Step-by-Step Instructions
Step 1 – Activate the yeast
In a large bowl, dissolve the fresh yeast in lukewarm water. Let it sit for 5 minutes until slightly foamy.
Step 2 – Mix & knead
Add the beer, olive oil, flour, and salt. Mix until a shaggy dough forms, then turn out onto a lightly floured surface. Knead for 8–10 minutes until smooth and elastic.
Step 3 – First rise
Place dough in an oiled bowl, cover with a damp cloth, and let rise in a warm place for 1–2 hours, until doubled in size.
Step 4 – Shape & second rise
Press dough into a generously oiled baking pan (about 9×13 inches). Cover and let rise 30 minutes.
Step 5 – Top & bake
Preheat oven to 400°F (200°C). Dimple the dough with your fingers, drizzle generously with olive oil, and sprinkle with coarse salt and any desired toppings.

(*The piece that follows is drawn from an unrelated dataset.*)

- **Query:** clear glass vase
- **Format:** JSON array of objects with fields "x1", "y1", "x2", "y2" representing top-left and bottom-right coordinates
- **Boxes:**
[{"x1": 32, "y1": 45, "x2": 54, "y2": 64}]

Bake 20–25 minutes until golden brown.
Step 6 – Serve
Let cool slightly before slicing. Serve warm or at room temperature.
Helpful Tips & FAQs
Best beer to use?
A light lager or pilsner keeps the flavor mild. A darker beer adds richer, maltier notes.
Can I make it ahead?
Yes. Prepare the dough, cover, and refrigerate overnight. Let it come to room temperature before shaping and baking.
Topping ideas?
Classic rosemary and sea salt, cherry tomatoes, caramelized onions, olives, or grated Parmesan all work beautifully.
Storage:
Keep at room temperature for up to 2 days wrapped in foil, or freeze slices for up to a month. Reheat in the oven to refresh.
The beer not only adds flavor—it helps create a wonderfully light, tender crumb that makes this focaccia truly unforgettable. Perfect for sharing, dipping, or savoring all on its own.